RIYAD : Le prince héritier d’Arabie saoudite, Mohammed ben Salmane, et le président américain Donald Trump ont discuté vendredi, lors d’un entretien téléphonique, de la sécurité régionale, de la liberté de navigation maritime et des contacts en cours entre les États-Unis et l’Iran, alors que Riyad et Washington renforcent leur coordination diplomatique à la suite d’une nouvelle montée des tensions dans le Golfe.

Selon l’Agence de presse saoudienne (SPA), les deux dirigeants ont passé en revue la coopération bilatérale et les moyens de renforcer les relations dans divers secteurs. Ils ont également échangé leurs points de vue sur les évolutions régionales et internationales, notamment sur les discussions entre Washington et Téhéran.

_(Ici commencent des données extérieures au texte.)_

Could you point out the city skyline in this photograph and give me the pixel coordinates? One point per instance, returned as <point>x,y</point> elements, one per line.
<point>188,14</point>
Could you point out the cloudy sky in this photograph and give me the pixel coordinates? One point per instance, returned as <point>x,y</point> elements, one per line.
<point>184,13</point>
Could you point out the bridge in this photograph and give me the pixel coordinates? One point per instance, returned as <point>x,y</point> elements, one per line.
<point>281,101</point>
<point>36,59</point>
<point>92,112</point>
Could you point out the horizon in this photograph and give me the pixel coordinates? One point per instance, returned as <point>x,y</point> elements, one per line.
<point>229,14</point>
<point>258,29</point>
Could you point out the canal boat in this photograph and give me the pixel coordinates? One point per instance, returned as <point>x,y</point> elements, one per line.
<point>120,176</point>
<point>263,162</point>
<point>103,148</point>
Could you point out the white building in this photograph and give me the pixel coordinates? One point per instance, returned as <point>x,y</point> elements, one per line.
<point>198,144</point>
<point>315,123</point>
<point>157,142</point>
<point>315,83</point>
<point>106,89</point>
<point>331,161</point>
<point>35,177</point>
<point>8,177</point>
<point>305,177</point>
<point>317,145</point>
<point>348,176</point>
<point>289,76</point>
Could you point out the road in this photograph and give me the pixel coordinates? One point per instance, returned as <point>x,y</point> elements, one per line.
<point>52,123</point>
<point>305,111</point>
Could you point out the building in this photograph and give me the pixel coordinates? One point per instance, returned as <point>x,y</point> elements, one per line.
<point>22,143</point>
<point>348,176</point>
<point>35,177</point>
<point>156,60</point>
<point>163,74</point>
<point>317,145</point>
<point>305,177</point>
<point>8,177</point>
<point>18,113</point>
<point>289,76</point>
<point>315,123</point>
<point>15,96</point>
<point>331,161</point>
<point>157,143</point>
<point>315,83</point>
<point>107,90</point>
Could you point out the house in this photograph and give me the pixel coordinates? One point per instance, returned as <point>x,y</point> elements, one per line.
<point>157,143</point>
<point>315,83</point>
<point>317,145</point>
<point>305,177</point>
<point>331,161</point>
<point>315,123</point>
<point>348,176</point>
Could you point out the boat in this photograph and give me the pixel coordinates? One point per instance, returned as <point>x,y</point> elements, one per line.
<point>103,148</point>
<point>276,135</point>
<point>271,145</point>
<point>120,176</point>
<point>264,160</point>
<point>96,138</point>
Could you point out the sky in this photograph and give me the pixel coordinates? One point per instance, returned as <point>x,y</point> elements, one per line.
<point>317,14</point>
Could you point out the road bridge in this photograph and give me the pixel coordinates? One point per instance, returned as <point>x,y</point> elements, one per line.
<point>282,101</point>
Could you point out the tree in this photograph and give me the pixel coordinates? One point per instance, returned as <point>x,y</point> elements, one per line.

Le prince héritier et Donald Trump ont souligné l’importance de garantir la sécurité de la navigation maritime, de protéger les voies maritimes internationales et de soutenir les efforts visant à renforcer la sécurité et la stabilité régionales.

Par ailleurs, le ministre saoudien des Affaires étrangères, le prince Faisal ben Farhane, s’est entretenu par téléphone avec le secrétaire d’État américain Marco Rubio. Les deux responsables ont réaffirmé l’importance de poursuivre la coordination et les consultations afin de promouvoir la sécurité et la stabilité dans l’ensemble de la région, a rapporté la SPA.

Ces échanges interviennent après une nouvelle escalade entre les États-Unis et l’Iran, qui menace de compromettre les récents efforts diplomatiques visant à mettre fin à plusieurs mois d’hostilités.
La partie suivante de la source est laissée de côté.